As the towns grew, so did the hegemonies that oversaw the towns until finally kingdoms were born. However, kings, as is their wont, are rarely content with what they have, and soon the leaders of the newly formed countries abandoned the creation of tools for the forging of weapons, and the era descended into bloodstained madness.
I honestly find it sad that you need to put the other poster down by saying that they are not using real arguments and things like that while you were the one opening that thread about arguing in good or bad faith.
The topic about sundering is not clear cut because we simply have no idea what exactly happened to the people. Kordarion just argued that the sundering itself is not killing, because the people stayed alive, while you argue that it is killing because of the reduction in lifespan and other parts thus they die faster and easier. Both of these are imo right. And the game even tell us that the act itself was not kind and that it birthed a cruel world. People can still like Venat and see her as a great character.
Some of the unknown stuff about the sundering:
- We have no idea how old the Ancients normally get before they choose to return to the star. It could be over thousand years or just a few hundreds.
- We have no idea how much of their memories the sundered lost.
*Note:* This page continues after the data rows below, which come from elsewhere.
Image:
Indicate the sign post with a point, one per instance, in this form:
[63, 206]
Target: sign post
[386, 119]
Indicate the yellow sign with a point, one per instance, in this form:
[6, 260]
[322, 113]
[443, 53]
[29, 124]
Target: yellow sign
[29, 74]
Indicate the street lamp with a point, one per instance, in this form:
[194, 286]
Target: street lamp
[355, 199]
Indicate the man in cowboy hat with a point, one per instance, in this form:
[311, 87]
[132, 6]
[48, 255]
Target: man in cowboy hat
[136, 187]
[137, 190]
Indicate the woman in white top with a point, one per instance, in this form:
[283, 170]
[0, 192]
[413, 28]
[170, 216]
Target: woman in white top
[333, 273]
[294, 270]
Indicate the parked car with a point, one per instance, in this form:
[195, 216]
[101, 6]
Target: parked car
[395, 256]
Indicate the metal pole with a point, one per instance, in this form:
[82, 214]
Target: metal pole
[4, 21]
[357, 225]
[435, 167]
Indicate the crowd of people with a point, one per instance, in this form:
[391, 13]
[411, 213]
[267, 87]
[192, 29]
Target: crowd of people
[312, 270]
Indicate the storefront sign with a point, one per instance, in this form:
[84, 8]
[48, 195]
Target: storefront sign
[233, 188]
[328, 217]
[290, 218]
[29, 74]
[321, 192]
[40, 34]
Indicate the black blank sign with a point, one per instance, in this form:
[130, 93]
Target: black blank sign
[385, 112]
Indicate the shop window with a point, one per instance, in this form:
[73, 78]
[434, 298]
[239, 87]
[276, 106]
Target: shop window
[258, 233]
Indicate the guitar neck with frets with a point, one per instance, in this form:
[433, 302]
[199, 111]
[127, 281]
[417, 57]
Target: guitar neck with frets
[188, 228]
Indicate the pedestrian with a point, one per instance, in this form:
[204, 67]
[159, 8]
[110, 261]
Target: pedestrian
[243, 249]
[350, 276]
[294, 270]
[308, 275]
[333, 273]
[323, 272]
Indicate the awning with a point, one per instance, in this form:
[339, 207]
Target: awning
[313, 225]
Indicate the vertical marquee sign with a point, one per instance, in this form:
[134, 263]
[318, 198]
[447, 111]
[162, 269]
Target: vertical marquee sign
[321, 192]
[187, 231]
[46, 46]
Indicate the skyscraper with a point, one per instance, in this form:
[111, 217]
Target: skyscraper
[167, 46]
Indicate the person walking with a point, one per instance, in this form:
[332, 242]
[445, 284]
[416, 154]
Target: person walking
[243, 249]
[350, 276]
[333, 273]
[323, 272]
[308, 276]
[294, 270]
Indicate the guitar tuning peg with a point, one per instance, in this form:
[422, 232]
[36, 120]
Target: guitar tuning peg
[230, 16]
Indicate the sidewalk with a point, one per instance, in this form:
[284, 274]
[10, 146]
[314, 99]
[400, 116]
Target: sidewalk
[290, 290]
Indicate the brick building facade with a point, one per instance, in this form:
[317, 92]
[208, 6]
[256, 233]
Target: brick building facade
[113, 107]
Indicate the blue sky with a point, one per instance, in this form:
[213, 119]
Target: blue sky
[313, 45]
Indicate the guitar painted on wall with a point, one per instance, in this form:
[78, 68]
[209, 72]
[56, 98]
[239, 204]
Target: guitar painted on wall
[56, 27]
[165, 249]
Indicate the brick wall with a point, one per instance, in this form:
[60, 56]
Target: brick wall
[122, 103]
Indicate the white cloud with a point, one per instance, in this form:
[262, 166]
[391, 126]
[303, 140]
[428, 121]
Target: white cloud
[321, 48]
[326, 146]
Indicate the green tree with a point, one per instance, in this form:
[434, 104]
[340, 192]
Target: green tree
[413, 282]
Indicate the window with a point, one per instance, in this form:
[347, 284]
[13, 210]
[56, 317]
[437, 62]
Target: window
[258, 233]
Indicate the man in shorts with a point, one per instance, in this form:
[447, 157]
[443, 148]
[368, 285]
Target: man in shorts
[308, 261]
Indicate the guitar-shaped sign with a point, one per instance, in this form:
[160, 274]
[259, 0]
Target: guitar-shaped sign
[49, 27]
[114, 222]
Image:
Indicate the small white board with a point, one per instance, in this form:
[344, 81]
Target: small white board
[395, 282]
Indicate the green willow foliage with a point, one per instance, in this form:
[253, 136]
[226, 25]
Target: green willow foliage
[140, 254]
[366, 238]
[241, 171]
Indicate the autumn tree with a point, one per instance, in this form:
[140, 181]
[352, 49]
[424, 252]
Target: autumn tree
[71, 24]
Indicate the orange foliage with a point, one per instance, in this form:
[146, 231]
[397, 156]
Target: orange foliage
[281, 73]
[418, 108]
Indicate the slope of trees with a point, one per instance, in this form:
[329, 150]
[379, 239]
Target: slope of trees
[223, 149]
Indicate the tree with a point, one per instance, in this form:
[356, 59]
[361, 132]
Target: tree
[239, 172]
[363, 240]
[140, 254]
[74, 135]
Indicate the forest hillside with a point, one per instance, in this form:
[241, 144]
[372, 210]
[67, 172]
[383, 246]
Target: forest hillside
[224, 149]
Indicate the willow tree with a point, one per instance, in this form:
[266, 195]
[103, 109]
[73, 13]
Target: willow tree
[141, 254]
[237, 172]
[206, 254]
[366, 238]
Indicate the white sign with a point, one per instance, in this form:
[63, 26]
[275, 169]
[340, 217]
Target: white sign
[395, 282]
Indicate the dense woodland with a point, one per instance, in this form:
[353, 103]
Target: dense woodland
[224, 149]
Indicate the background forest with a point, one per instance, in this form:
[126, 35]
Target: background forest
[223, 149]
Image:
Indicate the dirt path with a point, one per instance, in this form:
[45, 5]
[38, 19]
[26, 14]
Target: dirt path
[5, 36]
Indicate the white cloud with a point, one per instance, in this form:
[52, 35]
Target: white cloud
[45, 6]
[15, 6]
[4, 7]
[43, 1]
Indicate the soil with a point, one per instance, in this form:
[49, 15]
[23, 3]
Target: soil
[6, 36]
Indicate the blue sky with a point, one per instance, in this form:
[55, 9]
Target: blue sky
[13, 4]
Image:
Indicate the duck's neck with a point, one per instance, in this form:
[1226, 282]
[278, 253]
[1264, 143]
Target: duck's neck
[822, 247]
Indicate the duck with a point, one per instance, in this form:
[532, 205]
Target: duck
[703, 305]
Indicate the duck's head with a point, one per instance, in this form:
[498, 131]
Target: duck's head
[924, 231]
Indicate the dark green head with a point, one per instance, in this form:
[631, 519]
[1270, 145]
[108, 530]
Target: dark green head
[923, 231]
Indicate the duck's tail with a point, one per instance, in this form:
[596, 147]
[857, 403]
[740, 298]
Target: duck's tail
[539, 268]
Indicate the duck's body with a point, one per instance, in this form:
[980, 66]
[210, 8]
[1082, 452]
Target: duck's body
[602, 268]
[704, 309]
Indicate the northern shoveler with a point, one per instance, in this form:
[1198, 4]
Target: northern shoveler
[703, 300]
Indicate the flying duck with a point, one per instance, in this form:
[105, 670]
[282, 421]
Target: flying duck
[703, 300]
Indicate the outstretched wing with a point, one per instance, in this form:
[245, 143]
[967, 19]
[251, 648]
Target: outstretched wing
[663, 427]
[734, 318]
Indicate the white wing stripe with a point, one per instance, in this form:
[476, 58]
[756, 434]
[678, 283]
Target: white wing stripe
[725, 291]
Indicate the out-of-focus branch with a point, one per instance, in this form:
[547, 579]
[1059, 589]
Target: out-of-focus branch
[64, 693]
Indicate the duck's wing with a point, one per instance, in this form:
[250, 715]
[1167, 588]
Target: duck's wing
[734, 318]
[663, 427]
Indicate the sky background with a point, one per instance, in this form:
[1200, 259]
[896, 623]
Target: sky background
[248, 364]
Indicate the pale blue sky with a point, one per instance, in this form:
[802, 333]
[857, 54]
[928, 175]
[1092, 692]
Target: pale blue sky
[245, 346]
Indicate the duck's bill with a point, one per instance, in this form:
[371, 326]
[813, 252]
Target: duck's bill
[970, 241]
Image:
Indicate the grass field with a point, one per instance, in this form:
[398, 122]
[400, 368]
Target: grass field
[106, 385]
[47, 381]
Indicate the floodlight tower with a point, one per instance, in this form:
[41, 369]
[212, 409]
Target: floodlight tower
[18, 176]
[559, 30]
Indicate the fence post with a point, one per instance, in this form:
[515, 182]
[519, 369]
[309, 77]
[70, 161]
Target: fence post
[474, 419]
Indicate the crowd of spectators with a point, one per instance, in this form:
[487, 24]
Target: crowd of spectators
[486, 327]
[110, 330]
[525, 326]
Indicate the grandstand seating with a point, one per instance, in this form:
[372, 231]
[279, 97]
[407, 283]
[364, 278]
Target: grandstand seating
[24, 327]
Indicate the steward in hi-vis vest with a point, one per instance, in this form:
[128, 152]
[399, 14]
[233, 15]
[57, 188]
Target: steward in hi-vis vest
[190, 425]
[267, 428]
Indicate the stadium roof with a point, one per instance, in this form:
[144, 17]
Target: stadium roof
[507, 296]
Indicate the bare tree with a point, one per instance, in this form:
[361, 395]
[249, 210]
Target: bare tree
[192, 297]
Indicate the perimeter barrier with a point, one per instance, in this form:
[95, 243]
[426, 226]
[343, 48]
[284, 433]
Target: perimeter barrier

- We have no idea how the new lifespan came to be. The people of the first are basically just 1/14 of the original yet they do seemingly have similiar lifespans than we do. They also dont seem to be much more frail or way less powerful than us. Maybe their own lifespan was not even reduced at all and the only reason why they die so fast now, is because they are reborn into the new races. After all if the lifespan was decreased by the sundering, why is it so different between the races? Why can the Viera for example live so much more longer?
If that were true, then the average lifespan of each person on the Source would go up after every Calamity and people on the Shards would be weaker, sicker, and die faster than us and there's no substance to that idea.
I think it's far more likely to believe that the Ancients owe their enormous lifespans to their equally enormous amount of aether, rather than something specifically physiological about their bodies. The Ancients weren't immune to the aging process, Venat tells Emet-Selch that he's starting to get lines on his face or something to that effect. There must be some sort of cutoff where if you're X amount of magical, then you have a very long or effectively immortal lifespan. It's a classic trope of wizards living longer than natural lifespans and this feels like that to a more expanded degree.
When did they say it was done by the Ronkans? I thought Emet-Selch said it was done by people shortly after the Sundering and there's no evidence of the Ronkan Empire being that old. Y'shtola even says the murals predate the empire.